Voltando ao caso do paciente, que orienta esse trabalho, penso que podemos dizer que a ocorrência cirúrgica, teria apenas agudizado um processo já existente. Passo a enumerar alguns pontos de angústia, que me pareceram ficar evidenciados através do discurso do paciente:

– perda da condição financeira.

– perda dos cabelos.

– perda da auto-imagem e, para concluir, a – perda do prepúcio, a qual ficava carregada de um simbolismo de proteção.

— Ele estava com a cabeça e a glande expostas!!!

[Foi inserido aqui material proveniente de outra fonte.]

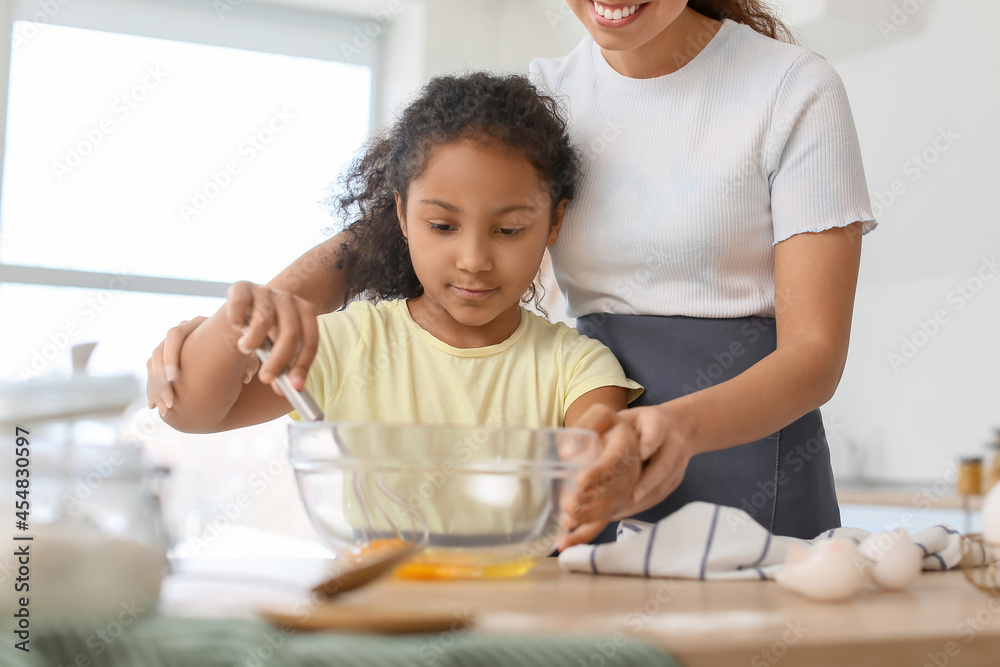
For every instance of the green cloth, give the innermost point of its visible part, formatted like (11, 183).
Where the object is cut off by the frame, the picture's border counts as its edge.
(185, 642)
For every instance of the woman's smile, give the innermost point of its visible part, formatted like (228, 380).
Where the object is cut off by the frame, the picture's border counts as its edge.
(615, 16)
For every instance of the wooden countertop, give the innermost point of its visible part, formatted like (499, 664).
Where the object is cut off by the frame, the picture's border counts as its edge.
(703, 624)
(918, 496)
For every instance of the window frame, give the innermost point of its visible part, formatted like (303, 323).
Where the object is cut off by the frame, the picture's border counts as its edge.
(237, 24)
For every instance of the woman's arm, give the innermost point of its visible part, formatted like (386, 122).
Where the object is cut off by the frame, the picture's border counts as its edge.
(815, 276)
(313, 277)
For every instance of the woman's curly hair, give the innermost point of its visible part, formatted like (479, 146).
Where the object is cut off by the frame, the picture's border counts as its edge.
(754, 13)
(481, 107)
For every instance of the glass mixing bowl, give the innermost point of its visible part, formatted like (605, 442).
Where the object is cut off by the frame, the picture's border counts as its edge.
(482, 501)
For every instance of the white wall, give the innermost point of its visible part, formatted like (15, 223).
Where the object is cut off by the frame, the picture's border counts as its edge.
(938, 73)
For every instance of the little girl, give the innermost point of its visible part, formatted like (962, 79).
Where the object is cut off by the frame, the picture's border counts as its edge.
(453, 207)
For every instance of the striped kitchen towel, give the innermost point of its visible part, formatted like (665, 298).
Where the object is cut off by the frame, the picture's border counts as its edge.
(706, 541)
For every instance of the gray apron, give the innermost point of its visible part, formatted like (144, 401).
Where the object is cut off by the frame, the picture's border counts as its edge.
(783, 481)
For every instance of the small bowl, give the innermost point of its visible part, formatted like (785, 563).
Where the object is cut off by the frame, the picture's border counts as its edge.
(481, 501)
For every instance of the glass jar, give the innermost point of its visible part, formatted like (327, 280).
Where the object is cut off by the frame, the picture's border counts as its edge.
(90, 520)
(991, 468)
(970, 476)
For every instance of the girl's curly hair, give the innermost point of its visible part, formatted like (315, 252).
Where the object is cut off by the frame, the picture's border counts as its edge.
(507, 110)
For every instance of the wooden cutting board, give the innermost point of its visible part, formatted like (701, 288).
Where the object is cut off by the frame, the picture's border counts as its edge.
(376, 619)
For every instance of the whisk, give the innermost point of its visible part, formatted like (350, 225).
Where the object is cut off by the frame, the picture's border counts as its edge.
(979, 564)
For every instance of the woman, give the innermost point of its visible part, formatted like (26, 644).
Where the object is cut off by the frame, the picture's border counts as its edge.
(714, 247)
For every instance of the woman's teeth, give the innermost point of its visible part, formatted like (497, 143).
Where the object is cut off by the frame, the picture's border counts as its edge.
(614, 14)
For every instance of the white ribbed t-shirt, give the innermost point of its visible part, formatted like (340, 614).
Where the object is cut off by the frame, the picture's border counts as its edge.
(692, 177)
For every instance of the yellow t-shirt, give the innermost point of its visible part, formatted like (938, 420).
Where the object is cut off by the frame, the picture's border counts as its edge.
(375, 363)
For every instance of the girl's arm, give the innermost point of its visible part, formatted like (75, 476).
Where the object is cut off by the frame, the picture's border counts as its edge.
(607, 486)
(815, 277)
(211, 394)
(313, 277)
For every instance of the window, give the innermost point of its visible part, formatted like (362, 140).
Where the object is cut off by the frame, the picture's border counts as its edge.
(153, 154)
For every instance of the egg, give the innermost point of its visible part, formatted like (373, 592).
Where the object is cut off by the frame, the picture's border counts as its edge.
(828, 571)
(896, 560)
(991, 517)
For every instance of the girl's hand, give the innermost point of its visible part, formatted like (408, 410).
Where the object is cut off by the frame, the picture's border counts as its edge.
(606, 488)
(666, 444)
(163, 365)
(257, 312)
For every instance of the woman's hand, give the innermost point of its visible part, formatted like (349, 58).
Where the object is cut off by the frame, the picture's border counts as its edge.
(258, 312)
(666, 444)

Se ele se via envelhecido, sua esposa estava cada vez mais exuberante, bonita e sensual. Assim, numa primeira impressão, sua disfunção erétil encontrava-se numa relação simbólica com o seu estado de espírito. "A ereção começava, mas se perdia em seguida". Parecia que eu estava diante de uma distimia, ou seja, uma dificuldade na manutenção de seu estado de humor. Em tempo, também havia se referido ao fato de que estava mais irritadiço com as crianças, as quais, diga-se de passagem, estavam também em franco desenvolvimento. Parecia que a ele, só restava o processo involutivo, o declínio, a perda da ereção.

Fez uma breve referência, ao final da segunda entrevista, que não sabia se teria condições financeiras  para iniciar e manter um processo de análise. Estaríamos aqui diante de uma metáfora da dificuldade de manter a ereção? Afirmava também que achava meio estranho falar com uma outra pessoa sobre essas coisas tão pessoais.

Ficou de pensar e de fazer as suas contas, ao que lhe respondi que estaria à sua disposição. Passados alguns dias, me ligou dizendo que não seria possível iniciar um processo de análise por questões de ordem financeira. Concordo que isso deveria estar presente sim, mas ficava claro também que tudo o mais estaria pegando uma "carona" na tal questão financeira.

Atualmente, com o surgimento das medicações para a disfunção erétil (DE), muito se tem caminhado para algumas soluções imediatistas em relação ao problema. O que ocorre é que, afastados aqueles casos onde a organicidade se faz presente, como em pacientes portadores de diabetes, alta taxa de triglicérides, hipertensão arterial, etc., podemos perceber que a grande maioria dos casos, como o do exemplo acima, possuem uma causação psicogênica. Assim, a medicação pode ser usada sob orientação médica, mas se impõe a indicação de um processo psicoterápico. Em caso do uso exclusivo da medicação, estaríamos diante de um processo de obturação da conflitiva subjacente a DE e, teríamos a impossibilidade de "psicologizarmos" a sintomatologia.

Nada contra a medicação, mas tudo a favor da complementação das medidas terapêuticas disponíveis para o verdadeiro tratamento dos pacientes.